The question is:
Use the integrating factor method to solve the differential equation
$\frac{1}{x}\frac{dy}{dx}+y=x^2$
for the case where $y=1 $ when $x=0$
What I have done so far:
$\frac{dy}{dx}+xy=x^3$
$ S(x)\frac{dy}{dx}+S(x)xy=S(x)x^3 $ --- Multiply ODE with integrating factor $S(x)$
and demand that it satisfies the condition $\frac{dS}{dx}=S(x) {x}$
$\int \frac {1}{S} dS = \int xdx$
$lnS = \frac{x^2}{2}+c$
$S(x)= Ae^{\frac{x^2}{2}}$ and setting A = 1
$S(x)= e^{\frac{x^2}{2}}$
$\frac{d}{dx}(e^{\frac{x^2}{2}}y)=x^3e^{\frac{x^2}{2}}$
$e^{\frac{x^2}{2}}y = \int x^3e^{\frac{x^2}{2}}dx $
I'm having trouble integrating the right hand side. I have tried to do it by parts but cannot cancel out terms. There may be an error in my calculation up to that point as well.
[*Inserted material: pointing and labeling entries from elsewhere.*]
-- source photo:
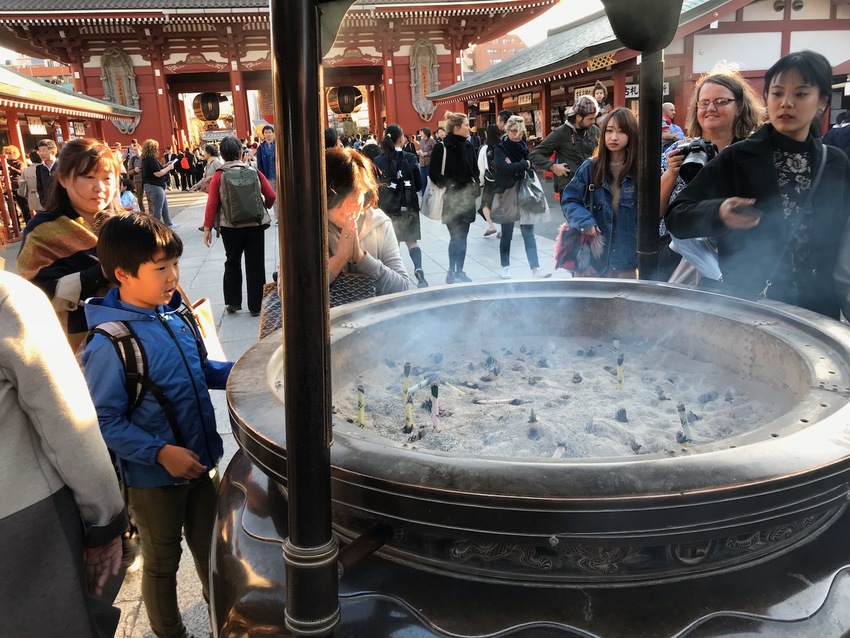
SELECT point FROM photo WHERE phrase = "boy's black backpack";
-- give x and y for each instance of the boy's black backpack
(135, 363)
(396, 192)
(241, 196)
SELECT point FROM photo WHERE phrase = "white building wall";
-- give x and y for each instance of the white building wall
(835, 45)
(812, 10)
(748, 50)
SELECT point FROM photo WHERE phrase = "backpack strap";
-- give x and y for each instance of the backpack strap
(132, 356)
(188, 317)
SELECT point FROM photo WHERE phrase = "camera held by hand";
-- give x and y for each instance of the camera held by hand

$$I = \int x^3 e^{\frac{x^2}{2}}dx$$
$u=x^2\implies \frac{du}{dx} = 2x$
$$I = \int x\cdot u\cdot \frac{1}{2x}\cdot e^{\frac{u}{2}} dx = \frac{1}{2}\int ue^{\frac{u}{2}}du$$
Then we do this by parts:
Let $v = \int e^{\frac{u}{2}}du\implies v = 2e^{\frac{u}{2}}$
Let $w = u\implies \frac{dw}{du} = 1$
Then $$I = \frac{1}{2}\left(2ue^{\frac{u}{2}}-2\int e^{\frac{u}{2}}du \right) =ue^{\frac{u}{2}}-2e^{\frac{u}{2}} +C$$
$$I = e^{\frac{x^2}{2}}(x^2-2)+C$$